Firstly, although we've asked Docker to expose port 1701 on the container (with the EXPOSE
command in the Dockerfile
) we haven't done anything useful with that port. We need to use the -p
option to docker run
in order to make that port visible on the host system. So our command becomes:
$ docker run -p 1701:1701 succession
This makes port 1701 on the container available as port 1701 on the host.
And at this point, I was actually able to connect to my Dancer application (on http://localhost:1701/) running on the container. It was an error message, sure, but at least the communication was working.
The error message was interesting. As we've seen, the Dockerfile
uses a Perl tool called Carton to ensure that all the correct libraries are installed. And that uses a file called cpanfile
to work out what libraries are needed. All that was happening was that my cpanfile
didn't have all of the required listed. I admit it took a few iterations to get that right!

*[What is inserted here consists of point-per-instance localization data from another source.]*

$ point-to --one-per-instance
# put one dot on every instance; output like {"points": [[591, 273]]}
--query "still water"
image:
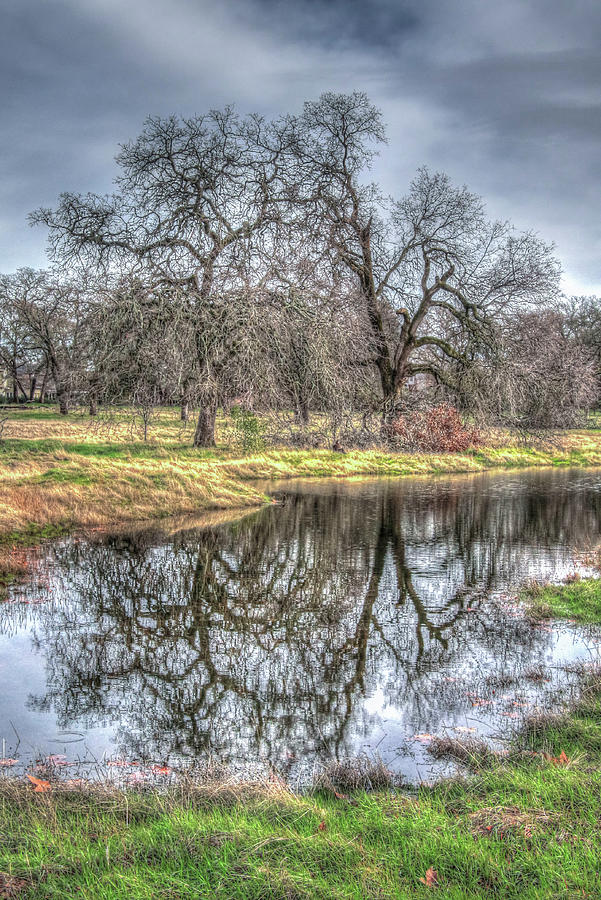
{"points": [[348, 618]]}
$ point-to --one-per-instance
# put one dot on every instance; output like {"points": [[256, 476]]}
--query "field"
{"points": [[522, 824], [58, 473]]}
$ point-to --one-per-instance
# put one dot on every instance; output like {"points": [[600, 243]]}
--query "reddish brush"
{"points": [[437, 430]]}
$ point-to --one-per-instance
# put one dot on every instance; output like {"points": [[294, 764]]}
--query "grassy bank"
{"points": [[525, 826], [580, 600], [64, 472]]}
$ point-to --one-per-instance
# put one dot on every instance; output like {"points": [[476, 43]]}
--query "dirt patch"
{"points": [[500, 820], [11, 886]]}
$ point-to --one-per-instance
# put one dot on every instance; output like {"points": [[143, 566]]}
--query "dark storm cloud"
{"points": [[504, 96]]}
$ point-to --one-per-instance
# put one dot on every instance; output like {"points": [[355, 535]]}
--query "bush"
{"points": [[438, 430], [247, 431]]}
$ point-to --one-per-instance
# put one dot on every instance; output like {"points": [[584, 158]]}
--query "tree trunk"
{"points": [[43, 388], [63, 401], [302, 411], [204, 436]]}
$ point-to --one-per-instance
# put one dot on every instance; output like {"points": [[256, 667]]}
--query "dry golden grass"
{"points": [[64, 472]]}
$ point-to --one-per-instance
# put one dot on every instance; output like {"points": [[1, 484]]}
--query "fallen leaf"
{"points": [[56, 759], [40, 786], [431, 879]]}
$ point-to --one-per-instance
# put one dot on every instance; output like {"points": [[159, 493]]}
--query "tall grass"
{"points": [[63, 472]]}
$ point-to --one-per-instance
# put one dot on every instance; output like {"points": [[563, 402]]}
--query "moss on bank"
{"points": [[525, 826], [62, 473], [579, 600]]}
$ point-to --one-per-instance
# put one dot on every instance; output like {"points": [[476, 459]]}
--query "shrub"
{"points": [[438, 429], [247, 431]]}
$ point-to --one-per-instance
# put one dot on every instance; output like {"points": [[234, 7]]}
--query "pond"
{"points": [[347, 618]]}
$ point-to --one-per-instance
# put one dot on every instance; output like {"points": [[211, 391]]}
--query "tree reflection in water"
{"points": [[262, 642]]}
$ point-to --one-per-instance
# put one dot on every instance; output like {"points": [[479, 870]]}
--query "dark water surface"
{"points": [[348, 619]]}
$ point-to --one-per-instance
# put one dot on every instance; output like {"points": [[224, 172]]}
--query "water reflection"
{"points": [[352, 615]]}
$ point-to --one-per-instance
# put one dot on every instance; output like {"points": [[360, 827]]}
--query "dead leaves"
{"points": [[11, 886], [39, 785], [561, 760], [431, 878]]}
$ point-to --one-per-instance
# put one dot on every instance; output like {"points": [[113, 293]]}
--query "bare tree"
{"points": [[52, 312], [191, 195], [532, 375], [422, 264]]}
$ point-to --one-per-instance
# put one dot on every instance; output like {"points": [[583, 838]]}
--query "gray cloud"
{"points": [[504, 97]]}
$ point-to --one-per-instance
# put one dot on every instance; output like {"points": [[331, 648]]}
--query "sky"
{"points": [[503, 95]]}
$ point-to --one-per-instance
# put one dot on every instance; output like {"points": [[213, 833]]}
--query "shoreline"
{"points": [[521, 825], [49, 487]]}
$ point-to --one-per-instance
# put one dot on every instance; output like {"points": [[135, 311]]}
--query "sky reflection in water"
{"points": [[349, 619]]}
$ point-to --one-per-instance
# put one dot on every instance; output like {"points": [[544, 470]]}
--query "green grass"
{"points": [[579, 600], [70, 472], [523, 827]]}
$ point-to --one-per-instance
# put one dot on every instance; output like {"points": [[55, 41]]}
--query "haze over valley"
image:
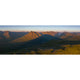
{"points": [[39, 42]]}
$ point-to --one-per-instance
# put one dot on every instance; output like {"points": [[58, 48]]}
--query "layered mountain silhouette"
{"points": [[30, 36], [20, 40]]}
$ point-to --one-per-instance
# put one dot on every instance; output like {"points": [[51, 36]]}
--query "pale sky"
{"points": [[69, 28]]}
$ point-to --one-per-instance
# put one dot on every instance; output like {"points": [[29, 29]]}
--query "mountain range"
{"points": [[22, 40]]}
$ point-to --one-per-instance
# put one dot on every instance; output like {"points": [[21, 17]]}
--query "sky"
{"points": [[61, 28]]}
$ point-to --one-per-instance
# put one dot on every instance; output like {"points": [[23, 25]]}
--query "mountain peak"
{"points": [[6, 34]]}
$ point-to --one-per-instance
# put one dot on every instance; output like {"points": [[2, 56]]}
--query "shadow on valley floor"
{"points": [[43, 42]]}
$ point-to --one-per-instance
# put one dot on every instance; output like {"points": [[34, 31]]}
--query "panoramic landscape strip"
{"points": [[40, 39]]}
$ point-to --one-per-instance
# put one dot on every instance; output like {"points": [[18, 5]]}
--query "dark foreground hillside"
{"points": [[39, 43]]}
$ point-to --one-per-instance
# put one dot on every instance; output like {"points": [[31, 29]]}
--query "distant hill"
{"points": [[30, 36], [70, 36]]}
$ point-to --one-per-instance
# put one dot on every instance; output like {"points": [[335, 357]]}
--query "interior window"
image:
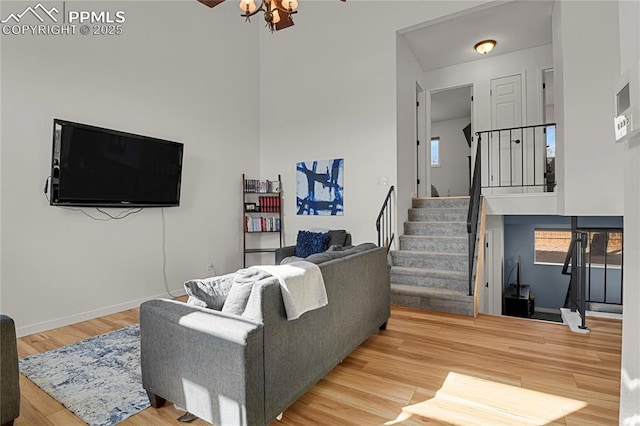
{"points": [[551, 246], [435, 152]]}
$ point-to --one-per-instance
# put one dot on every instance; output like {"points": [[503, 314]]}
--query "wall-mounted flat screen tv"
{"points": [[96, 167]]}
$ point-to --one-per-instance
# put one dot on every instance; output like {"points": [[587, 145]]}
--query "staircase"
{"points": [[431, 269]]}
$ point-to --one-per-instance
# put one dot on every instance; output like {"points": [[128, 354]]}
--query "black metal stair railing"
{"points": [[517, 157], [474, 209], [384, 222], [576, 258]]}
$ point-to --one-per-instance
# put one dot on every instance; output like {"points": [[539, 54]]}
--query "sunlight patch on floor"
{"points": [[467, 400]]}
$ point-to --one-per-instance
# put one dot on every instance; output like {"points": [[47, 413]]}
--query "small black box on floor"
{"points": [[517, 302]]}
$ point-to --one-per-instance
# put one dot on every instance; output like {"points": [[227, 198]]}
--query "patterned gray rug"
{"points": [[99, 379]]}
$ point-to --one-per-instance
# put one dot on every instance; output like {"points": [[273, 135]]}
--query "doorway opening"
{"points": [[451, 141]]}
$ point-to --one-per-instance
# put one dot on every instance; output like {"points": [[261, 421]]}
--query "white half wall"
{"points": [[452, 176], [172, 74]]}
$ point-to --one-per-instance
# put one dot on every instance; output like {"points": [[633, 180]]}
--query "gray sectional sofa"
{"points": [[246, 369]]}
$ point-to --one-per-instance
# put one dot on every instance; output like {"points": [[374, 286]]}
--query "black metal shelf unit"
{"points": [[262, 214]]}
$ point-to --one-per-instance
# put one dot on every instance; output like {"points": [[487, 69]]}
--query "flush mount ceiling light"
{"points": [[485, 46], [277, 13]]}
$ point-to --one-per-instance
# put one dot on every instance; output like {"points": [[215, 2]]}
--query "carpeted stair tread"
{"points": [[427, 253], [440, 293], [430, 260], [435, 243], [431, 273]]}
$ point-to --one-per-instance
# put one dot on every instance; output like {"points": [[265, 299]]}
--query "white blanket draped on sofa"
{"points": [[301, 284]]}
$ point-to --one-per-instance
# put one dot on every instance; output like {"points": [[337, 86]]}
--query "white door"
{"points": [[506, 156]]}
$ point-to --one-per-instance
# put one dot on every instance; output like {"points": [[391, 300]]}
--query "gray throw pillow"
{"points": [[337, 237], [238, 297], [209, 292], [290, 259]]}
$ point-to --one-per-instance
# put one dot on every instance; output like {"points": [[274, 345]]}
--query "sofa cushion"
{"points": [[309, 243], [209, 292]]}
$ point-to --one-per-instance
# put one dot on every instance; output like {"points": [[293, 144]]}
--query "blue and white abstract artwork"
{"points": [[320, 187]]}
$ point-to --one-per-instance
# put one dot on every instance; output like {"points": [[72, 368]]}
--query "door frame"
{"points": [[429, 132]]}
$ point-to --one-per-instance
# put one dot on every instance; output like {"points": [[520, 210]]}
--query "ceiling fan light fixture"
{"points": [[290, 5], [248, 6], [485, 46]]}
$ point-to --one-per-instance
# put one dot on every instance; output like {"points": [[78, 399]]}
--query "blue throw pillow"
{"points": [[309, 243]]}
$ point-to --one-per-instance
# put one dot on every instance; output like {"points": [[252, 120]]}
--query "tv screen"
{"points": [[96, 167]]}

There was one final problem. The application needs a database and nothing in the Dockerfile
sets up that database. That's ok as I don't want the database running in the same container. But the application needs to know where its database is. It works that out by looking at some environment variables and those variables weren't being set in the container. So I had to use the -e
option (multiple times) to pass the host's environment variables to the container. By this time, the docker run
command was looking a bit complicated, so I wrote a bash script to make my life easier.
docker run --name succession \
-e SUCC_DB_HOST \
-e SUCC_DB_NAME \
-e SUCC_DB_USER \
-e SUCC_DB_PASS \
-p 1701:1701 succession
You'll see I've also added --name
to give the container a name.
That looked a lot better. But I hadn't quite got to the bottom of all of the networking problems. The database host variable (SUCC_DB_HOST
) was set to localhost
. And on the container, that wasn't right. A quick Google and I discovered that the option --network="host"
would allow the container to see the network from the host's perspective, so I could just change the setting to 127.0.0.1
and, suddenly, it all started working.
And that's where I currently am. After just a few hours work over the last week or so, I now have a working containerised version of my web application. This makes me happy. I feel that this could well work.
So, over to any Docker experts that might be reading this. Is what I'm doing sensible or have I missed some obvious improvements? All advice is welcome.
Update: I've already had two people giving me some really useful updates to this. It seems that the Dockerfile
I borrowed heavily from wasn't really very good. I'll try and improve it over the next couple of days - in the meantime, please don't copy this version.